No, only within the block. But atomics work across the whole device, so you should be ok. If you post us a simplified, trimmed down version of your kernel code that still exhibits that error, we may be able to help you further. remember to use the memtest tool, it has an option to test for race conditions, and also nsight is a useful tool in these scenarios.

"...fairly significantly too (about 4x less likely now..."
I think you're looking in the wrong place. The error likely lies within your kernel code.
Jun 28, 2013 at 10:57 PM
Unfortunately I haven't had time to tinker with this lately. But I've narrowed it down to this call:
public static void findMaxDistance(GThread thread, float[]maxDistance, float[] tempDistances, float[,] coordinates)
{ //coordinates contains X, Y and Z coordinates in index [tid, 0], [tid, 1], and [tid, 2] respectively
  //maxDistance is an array of length 1 simply to allow a modified value to be passed back
    int tid = thread.blockIdx.x * thread.blockDim.x + thread.threadIdx.x;
    if (tid < tempDistances.GetLength(0))
    {
        tempDistances[tid] = ((coordinates[tid, 0] * coordinates[tid, 0]) +
        (coordinates[tid, 1] * coordinates[tid, 1]) + (coordinates[tid, 2] * coordinates[tid, 2]));

        thread.SyncThreads();

        for (int i = tempDistances.GetLength(0) / 2; i > 0; i /= 2)
        {
            if (tid < i)
            {
                if (tempDistances[tid] < tempDistances[tid + i])
                {
                    tempDistances[tid] = tempDistances[tid + i];
                }    
            }
            thread.SyncThreads();
        }

        if (tid == 0)
        {
            maxDistance[0] = (float)Math.Sqrt(tempDistances[0]);
        }
    }   
}
Now, I'm guessing the error is coming from the fact that the sync is only syncing threads on the same block, but there are possibly different blocks that execute out of order and hence, cause an issue by reading out of order.

Any ideas of how to fix this? Or is there a better method to find the maxDistance?
Jun 29, 2013 at 12:41 PM
Hi
This is a tipical reduction algo, and you're doing it wrong. You shouldn't even need the tempDistances buffer (which didn't seem to have the needed length or having been properly initialized throughout) . Instead use only a buffer with the same size as the number of blocks, containing the partial reduction result for each block, which you'll aggregate on the cpu for the final answer.
Used shared data for the reductions, and read on the nvidia docs for many cool examples of reductions.
cheers
Jul 1, 2013 at 4:58 PM
The temp buffer is being initialized once on the CPU before any GPU code is called and then passed in to be used repeatedly through each of the iterations.

If possible (and practical) I would like to keep everything on the GPU as I currently do this on the CPU and the memory transfer in this inner loop is more time consuming that most of the calculations. (This whole findMaxDistance routine is in the inner loop).

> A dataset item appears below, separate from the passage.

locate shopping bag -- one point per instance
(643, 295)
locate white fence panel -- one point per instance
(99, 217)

I can easily calculate the distance in the previous method and then just have a distance array to search though - would that likely perform better? I guess that would enable me to use a pre-built reduction function, but is there one that doesn't require powers of 2?

Looking through the Cuda example codes, I don't understand how my application is different than this one:
for (unsigned int s=blockDim.x/2; s>0; s>>=1) {
if (tid < s) {
sdata[tid] += sdata[tid + s];
}
__syncthreads();
}
Which is found on page 15 here: http://docs.nvidia.com/cuda/samples/6_Advanced/reduction/doc/reduction.pdf

Sure, I understand that there are many optimizations to make after this point, but they start getting more technical that I think I have time to work on this.
Jul 1, 2013 at 6:13 PM
Edited Jul 1, 2013 at 6:16 PM
"Now, I'm guessing the error is coming from the fact that the sync is only syncing threads on the same block, but there are possibly different blocks that execute out of order and hence, cause an issue by reading out of order."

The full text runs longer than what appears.